慌てて頭を下げると、カナリアは手を振って言った。
「ふふ、いいのよ、メフィルさん」
苦笑に続いて彼女は、探るような視線を僕に向ける。
「私は紅茶に砂糖は入れないの」
「……っ」
努めてポーカーフェイスを作ったつもりであるが、上手くいっているかどうかは自信が無い。
動揺が顔に出ていないといいのだけれど。
(あぁ、いきなりやってしまった)
僕はカナリアが紅茶に砂糖を入れないことを『知っていた』。
昔から彼女はお茶菓子を好む事はあっても、紅茶自体には甘さを求めない人なのだ。珈琲などについても同様だ。

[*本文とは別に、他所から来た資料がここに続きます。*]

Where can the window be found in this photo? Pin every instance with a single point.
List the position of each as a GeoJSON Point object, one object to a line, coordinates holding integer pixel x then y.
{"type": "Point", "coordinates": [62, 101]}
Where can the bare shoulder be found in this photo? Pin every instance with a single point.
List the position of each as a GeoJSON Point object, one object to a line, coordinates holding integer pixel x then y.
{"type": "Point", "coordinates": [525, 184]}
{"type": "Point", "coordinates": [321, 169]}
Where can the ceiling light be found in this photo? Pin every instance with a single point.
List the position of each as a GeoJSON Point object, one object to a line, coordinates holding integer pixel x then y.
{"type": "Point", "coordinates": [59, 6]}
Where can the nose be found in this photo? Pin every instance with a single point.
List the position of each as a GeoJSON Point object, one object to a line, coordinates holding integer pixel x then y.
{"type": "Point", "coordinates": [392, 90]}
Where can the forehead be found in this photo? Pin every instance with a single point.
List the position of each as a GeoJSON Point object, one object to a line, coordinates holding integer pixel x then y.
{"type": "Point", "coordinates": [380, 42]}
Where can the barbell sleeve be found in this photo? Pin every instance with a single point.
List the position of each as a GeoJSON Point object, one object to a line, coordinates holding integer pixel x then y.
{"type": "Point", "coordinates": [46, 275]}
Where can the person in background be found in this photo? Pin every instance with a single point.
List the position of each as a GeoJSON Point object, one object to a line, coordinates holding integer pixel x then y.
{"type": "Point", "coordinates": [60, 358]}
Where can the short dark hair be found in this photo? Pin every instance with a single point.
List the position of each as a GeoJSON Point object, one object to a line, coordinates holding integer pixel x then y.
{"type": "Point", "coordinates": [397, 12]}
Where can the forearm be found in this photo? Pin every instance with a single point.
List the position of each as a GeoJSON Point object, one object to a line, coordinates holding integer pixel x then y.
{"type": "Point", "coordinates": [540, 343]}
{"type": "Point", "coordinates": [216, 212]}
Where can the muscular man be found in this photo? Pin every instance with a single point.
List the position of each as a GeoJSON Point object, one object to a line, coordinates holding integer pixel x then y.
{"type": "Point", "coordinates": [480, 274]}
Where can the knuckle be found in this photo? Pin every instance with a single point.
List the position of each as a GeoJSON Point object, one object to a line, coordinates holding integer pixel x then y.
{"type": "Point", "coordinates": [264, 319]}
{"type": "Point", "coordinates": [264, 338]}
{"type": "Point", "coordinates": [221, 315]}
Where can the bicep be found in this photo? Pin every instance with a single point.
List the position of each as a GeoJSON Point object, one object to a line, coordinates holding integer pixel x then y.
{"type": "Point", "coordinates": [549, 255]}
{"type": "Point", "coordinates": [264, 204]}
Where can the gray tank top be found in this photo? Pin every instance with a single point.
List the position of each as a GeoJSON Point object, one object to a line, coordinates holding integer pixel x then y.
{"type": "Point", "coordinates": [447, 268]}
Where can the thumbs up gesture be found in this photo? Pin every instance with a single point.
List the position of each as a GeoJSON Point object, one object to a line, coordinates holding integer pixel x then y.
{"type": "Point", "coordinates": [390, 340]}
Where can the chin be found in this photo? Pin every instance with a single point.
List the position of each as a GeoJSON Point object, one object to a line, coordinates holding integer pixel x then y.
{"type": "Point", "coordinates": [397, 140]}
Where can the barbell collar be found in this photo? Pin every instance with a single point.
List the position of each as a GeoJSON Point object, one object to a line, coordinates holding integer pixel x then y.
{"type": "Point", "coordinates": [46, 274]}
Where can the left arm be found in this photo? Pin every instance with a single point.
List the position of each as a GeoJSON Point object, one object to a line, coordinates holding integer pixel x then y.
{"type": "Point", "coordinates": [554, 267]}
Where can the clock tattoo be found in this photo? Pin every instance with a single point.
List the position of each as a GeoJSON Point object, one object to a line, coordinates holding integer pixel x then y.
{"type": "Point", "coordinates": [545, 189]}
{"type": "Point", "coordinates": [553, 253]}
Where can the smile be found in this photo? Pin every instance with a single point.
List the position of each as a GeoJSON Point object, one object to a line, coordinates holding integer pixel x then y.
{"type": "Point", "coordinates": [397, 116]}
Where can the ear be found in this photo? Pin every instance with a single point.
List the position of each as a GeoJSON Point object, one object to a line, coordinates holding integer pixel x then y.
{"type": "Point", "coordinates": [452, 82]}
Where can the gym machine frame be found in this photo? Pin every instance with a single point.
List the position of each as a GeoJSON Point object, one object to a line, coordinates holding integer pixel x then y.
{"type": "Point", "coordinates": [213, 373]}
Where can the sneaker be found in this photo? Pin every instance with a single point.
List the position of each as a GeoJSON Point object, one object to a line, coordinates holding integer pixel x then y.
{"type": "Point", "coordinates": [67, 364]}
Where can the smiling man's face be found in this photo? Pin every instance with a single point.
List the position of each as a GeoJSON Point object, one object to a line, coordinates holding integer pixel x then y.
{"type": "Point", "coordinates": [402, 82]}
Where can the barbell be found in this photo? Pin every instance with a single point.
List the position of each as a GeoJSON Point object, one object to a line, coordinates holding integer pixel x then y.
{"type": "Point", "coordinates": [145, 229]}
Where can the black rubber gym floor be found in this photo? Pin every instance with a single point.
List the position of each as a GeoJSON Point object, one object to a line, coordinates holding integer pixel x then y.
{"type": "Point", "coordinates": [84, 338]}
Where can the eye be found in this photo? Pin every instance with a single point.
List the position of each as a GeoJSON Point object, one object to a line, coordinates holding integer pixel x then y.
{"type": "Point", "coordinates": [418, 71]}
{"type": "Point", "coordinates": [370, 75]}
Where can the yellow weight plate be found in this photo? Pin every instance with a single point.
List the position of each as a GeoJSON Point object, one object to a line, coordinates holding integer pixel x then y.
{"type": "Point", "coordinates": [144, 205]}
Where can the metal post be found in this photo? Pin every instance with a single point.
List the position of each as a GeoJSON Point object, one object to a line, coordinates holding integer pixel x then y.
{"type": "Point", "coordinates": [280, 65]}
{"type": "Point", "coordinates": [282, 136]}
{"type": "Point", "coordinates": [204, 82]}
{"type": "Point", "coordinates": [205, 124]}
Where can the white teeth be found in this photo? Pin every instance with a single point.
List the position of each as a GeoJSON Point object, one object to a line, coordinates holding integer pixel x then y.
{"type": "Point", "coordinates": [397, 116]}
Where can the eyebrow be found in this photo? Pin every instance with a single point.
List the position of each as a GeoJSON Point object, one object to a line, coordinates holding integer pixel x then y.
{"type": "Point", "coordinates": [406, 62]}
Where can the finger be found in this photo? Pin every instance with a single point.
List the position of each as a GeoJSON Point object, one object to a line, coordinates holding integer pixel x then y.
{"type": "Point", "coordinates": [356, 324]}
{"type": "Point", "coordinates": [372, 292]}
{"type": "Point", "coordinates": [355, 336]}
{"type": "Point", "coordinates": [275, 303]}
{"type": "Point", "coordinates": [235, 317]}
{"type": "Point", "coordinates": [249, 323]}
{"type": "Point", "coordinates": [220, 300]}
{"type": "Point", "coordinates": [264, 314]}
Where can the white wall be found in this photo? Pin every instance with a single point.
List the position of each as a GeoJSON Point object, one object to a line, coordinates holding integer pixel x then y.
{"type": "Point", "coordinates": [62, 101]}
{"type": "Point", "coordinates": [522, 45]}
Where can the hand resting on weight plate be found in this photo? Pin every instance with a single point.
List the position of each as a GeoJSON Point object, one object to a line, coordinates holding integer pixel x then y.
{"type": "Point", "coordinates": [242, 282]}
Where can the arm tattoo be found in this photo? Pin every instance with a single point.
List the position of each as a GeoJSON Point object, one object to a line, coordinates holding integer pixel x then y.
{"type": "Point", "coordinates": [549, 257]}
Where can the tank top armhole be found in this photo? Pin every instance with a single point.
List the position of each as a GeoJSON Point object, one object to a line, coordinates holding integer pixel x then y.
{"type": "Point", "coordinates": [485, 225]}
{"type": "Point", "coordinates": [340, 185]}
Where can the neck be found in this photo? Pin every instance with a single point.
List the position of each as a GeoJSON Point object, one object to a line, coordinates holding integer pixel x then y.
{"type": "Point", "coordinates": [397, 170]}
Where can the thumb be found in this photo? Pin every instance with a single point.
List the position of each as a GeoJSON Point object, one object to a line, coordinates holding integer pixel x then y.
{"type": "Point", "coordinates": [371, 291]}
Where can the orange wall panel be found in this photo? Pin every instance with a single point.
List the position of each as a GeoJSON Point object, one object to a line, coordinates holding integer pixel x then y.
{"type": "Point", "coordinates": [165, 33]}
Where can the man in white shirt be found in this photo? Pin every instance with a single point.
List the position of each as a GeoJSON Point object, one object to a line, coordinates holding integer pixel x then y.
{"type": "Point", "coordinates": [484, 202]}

故に砂糖については何も問わずに、そのまま紅茶を差し出した。
カナリアに対してはこれが当たり前だったのだ。
言ってしまえば、昔の癖である。
しかし冷静に考えてみれば、不自然かつ、失礼な給仕である。
公爵家の使用人としては、あってはならないミスだ。
「……うん、美味しいわ」
しかし特に頓着した様子も無く、優雅な手付きでカップに口をつけ、満足そうに微笑むカナリア。
「当家の使用人が失礼を……」
メフィルお嬢様が申し訳無さを滲ませた声音で謝罪の言葉を投げ掛けた。
「いえ。本当にいいのよ。私ってあんまり礼儀作法とかは気にならないの」
彼女は楽しそうに言った。
次いでカナリアはメフィルお嬢様の瞳を覗き込むようにして、口を開く。
「メフィルさんの画廊……勝手ながら見せて頂きました」
「……それほど大したものではありませんが」
「謙遜を。あれだけの作品は誰もが描けるものではありませんよ」
カナリアは素直な感嘆の気持ちを述べているようだった。
お世辞のような雰囲気は微塵も感じられない。
その声音には、小さくない興奮の色があった。
隣で聞いていただけであるが、お嬢様の絵が褒められたことで、僕まで嬉しい気持ちになる。
「カナリア様は絵画に詳しいのですか?」
意外そうな表情でお嬢様が尋ねた。
「少しだけ、ですが」
カナリアは照れつつ、頭を軽く掻いた。
王族としては下品だと言われかねない仕草であるが、愛嬌のある彼女がやると妙に似合っている。
「まぁ私は自分では描かないのですけど」
「そうなのですか?」
「残念ながら才能が無かったようです」
そう言って苦笑するカナリアは、少しだけ寂しげだった。
「……」
まるで何かを思い出しているかのように、ゆっくりと瞳を閉じるカナリア。
「カナリア様?」
「絵が……」
「え?」
「絵画が好きな……『友人』がいたんです」
そう言って瞳を上げ、優しく微笑む彼女の姿に、僕はドキリとした。
「友人、ですか?」
「はい。王宮で一緒に暮らしていた頃……よく彼は絵を描いていました」
窓の外から差し込む太陽の光を見上げつつ、カナリアは記憶の中に眠る情景を思い起こしているようだった。
「男性だったのですか?」
「ええ、とはいえ顔立ちは女の子みたいでしたが」
カナリアは懐かしむように目を伏せながら、薄く笑った。
「宮廷画家のビルモ様に憧れたみたいで……絵が好きで、料理が上手で、とても強い人でした」
どこか切実な声音だった。
王宮での突然の事態で疲弊してしまった心の弱さが露呈しているのだろうか。
僕の知る限り、昔のカナリアはもっと強く、覇気に満ちていたように思う。
「……」
心に小さな痛みを感じつつ、僕が無言で佇んでいると、お嬢様は少しだけ目を見開いて言った。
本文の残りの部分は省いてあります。